Summary, in law, forms many compounds as an adjective meaning "short, concise":

- Summary abatement, the abatement of a nuisance without judicial proceeding, even without notice or hearing, often by a destruction of the offending thing or structure.
- Summary contempt proceeding, a proceeding to adjudicate contempt in the immediate presence of the court, without pleading, affidavit, or formal charges—albeit the accused may be entitled to a hearing or at least opportunity to make an explanation of his conduct under oath.
- Summary conviction, convicting an accused without giving them the benefit of a jury trial and/or indictment.
- Summary court-martial, the lowest in the rank of courts-martial, conducted before one commissioned officer, limited in jurisdiction to offenses of a minor or petty nature of which enlisted men, not commissioned officers, stand accused.
- Summary dismissal, a dismissal of a civil service employee without giving them opportunity to defend themselves or a hearing of any kind.
- Summary forfeiture, a forfeiture to the state of property without giving the owner opportunity to be heard.
- Summary execution, an execution in which a person is accused of a crime and then immediately killed without benefit of a full and fair trial. This is similar to extrajudicial killing, except with the pretense of a trial, such as a kangaroo court.
- Summary judgment
  1. A judgment in a summary proceeding, as one rendered pursuant to statute against the sureties on a bond furnished in an action. A judgment in certain actions specified in the statute providing the remedy, rendered upon plaintiff's motion, usually with supporting affidavits, upon the failure of the defendant to controvert the motion by filing an affidavit of defense or his failure to file an affidavit of defense or affidavit of merits sufficient to show the existence of a genuine issue of fact.
  2. A motion for summary judgment is not a trial; on the contrary it assumes that scrutiny of the facts will disclose that the issues presented by the pleadings need not be tried because they are so patently insubstantial as not to be genuine issues at all. Consequently, as soon as it appears upon such a motion that there is really something to "try," the judge must at once deny it and let the cause take its course in the usual way.
- Summary jurisdiction, a jurisdiction exercised by summary proceedings, as in a bankruptcy court.
- Summary jury trial, an alternative dispute resolution technique, increasingly being used in civil disputes in the United States.
- Summary offence, a crime in some common law jurisdictions that can be proceeded against summarily, without the right to a jury trial and/or indictment. Typically minor or petty offenses.
- Summary order, a decision without an opinion explaining the decision.

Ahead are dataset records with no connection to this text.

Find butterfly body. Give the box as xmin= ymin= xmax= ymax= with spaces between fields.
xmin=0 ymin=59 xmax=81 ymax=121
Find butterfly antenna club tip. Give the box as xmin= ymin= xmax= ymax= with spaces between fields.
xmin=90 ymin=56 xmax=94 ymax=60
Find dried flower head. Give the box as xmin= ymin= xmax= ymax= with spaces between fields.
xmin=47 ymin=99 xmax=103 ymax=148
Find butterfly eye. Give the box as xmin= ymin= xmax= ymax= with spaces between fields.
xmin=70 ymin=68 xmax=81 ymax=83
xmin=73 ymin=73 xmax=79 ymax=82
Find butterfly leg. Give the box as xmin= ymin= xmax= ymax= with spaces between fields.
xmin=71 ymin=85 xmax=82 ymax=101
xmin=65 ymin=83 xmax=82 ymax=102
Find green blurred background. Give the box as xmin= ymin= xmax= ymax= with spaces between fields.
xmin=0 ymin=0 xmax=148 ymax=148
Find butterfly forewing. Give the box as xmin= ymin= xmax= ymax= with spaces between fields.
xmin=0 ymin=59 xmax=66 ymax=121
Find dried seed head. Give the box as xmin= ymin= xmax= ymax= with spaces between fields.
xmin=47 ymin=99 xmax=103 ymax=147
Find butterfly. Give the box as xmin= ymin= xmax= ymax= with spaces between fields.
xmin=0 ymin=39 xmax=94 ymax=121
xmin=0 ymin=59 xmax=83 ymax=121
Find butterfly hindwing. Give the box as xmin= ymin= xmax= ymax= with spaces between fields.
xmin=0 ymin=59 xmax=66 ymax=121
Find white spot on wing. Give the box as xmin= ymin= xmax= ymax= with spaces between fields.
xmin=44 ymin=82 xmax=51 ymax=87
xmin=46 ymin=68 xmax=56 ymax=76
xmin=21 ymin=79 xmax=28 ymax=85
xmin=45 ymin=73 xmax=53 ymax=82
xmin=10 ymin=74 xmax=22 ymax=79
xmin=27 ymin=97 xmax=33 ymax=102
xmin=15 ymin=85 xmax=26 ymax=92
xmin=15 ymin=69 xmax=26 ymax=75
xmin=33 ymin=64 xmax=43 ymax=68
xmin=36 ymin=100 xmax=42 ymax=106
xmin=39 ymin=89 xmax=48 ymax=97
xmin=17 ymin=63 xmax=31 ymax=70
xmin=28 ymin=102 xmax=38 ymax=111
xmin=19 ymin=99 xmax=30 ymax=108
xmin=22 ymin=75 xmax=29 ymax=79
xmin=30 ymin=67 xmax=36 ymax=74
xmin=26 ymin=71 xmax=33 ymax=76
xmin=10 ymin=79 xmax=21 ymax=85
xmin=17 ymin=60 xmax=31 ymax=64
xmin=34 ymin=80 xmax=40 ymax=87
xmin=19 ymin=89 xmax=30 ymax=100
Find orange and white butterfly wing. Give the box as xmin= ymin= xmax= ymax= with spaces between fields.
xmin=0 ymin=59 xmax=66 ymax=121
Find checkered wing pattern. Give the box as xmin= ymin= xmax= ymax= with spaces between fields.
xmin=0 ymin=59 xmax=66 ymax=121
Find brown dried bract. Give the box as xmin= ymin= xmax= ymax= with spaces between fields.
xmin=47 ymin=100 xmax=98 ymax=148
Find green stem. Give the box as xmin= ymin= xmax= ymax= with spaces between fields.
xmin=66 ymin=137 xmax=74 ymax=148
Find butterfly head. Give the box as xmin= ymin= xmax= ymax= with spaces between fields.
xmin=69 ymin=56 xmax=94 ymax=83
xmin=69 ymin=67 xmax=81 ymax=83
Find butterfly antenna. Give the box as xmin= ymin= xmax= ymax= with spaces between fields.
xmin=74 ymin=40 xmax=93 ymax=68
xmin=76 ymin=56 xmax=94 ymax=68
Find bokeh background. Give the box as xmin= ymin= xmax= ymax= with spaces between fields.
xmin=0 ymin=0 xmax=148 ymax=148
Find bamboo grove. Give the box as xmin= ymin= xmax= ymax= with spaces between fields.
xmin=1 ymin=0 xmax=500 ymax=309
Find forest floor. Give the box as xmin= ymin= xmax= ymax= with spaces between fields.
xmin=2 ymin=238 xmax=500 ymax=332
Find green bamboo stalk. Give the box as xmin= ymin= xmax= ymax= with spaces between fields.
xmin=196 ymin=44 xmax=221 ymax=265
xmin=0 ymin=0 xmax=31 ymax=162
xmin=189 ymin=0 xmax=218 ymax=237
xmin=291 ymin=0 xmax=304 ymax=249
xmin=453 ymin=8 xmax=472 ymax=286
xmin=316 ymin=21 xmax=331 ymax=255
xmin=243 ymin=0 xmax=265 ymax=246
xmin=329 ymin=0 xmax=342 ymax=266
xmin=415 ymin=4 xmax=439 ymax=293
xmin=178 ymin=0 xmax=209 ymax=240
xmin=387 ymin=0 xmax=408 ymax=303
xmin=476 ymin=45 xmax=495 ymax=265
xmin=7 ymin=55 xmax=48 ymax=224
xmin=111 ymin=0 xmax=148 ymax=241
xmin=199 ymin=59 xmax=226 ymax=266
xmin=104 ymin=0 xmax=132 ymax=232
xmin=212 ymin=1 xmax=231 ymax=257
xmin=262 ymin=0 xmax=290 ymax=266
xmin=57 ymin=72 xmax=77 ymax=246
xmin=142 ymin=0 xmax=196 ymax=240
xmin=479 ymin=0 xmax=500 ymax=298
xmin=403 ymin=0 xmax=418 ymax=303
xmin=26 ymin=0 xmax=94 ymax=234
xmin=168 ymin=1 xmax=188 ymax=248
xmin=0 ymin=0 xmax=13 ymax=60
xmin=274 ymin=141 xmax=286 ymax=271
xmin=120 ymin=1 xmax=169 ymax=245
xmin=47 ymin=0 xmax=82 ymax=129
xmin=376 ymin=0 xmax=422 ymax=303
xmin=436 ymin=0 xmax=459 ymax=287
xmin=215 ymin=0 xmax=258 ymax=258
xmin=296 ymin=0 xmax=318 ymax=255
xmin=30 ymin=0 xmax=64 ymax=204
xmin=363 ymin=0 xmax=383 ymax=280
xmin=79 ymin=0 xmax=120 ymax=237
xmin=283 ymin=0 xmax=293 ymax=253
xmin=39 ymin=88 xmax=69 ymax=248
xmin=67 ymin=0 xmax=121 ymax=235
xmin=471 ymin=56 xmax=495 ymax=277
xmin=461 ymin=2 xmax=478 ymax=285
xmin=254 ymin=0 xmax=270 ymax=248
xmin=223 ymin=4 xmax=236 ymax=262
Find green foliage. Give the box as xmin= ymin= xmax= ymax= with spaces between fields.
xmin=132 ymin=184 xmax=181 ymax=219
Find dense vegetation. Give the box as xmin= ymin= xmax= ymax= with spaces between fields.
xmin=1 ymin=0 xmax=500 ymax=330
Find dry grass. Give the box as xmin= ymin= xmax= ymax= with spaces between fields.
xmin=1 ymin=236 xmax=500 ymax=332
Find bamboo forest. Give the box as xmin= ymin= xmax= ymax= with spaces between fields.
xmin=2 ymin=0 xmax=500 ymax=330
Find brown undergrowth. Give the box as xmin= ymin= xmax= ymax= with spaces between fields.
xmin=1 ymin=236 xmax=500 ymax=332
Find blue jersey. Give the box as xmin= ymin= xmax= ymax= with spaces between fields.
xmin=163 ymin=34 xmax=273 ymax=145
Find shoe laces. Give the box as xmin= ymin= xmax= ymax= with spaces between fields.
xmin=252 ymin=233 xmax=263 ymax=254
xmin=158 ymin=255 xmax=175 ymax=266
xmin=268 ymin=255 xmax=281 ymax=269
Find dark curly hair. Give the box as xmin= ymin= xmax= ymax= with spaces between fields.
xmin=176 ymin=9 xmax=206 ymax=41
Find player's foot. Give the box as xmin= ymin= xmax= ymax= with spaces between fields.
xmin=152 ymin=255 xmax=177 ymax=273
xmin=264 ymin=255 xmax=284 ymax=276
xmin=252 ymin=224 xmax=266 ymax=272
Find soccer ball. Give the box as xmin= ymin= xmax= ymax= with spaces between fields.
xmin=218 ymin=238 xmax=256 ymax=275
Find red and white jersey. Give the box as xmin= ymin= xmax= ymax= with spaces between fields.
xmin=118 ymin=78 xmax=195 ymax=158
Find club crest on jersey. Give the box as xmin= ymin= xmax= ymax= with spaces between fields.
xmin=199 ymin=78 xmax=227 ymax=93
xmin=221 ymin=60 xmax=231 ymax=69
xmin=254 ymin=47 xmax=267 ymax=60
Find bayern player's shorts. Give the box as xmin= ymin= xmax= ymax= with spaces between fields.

- Summary possessory proceeding (summary process), a proceeding, summary in character, to which a landlord may resort for the recovery or possession of leased premises when he becomes entitled to possession.
- Summary proceeding.
  1. A proceeding by which a controversy is settled, case disposed of, or trial conducted in a prompt, simple manner without the aid of a jury and without observance of requirements which prevail in a plenary action in reference to commencement of action, service of papers, etc. A proceeding in the Bankruptcy Court upon petition and answer at a day set for hearing upon notice or order to show cause against the relief proposed. A proceeding before an administrative body, requiring notice and hearing, but not requiring a full compliance with the rules governing trials of civil actions.
  2. Summary proceedings are not conducted without proper investigation of the facts, or without notice, or an opportunity to be heard by the person alleged to have committed the acts, or whose property is sought to be affected. The term summary proceedings is also applied to proceedings which are taken lawfully, but without resort to the courts, such as the physical abatement of a nuisance, or the recaption of goods.
- Summary trial, a trial of a person on a criminal charge, without a jury, that is, a bench trial, or a trial in a summary proceeding.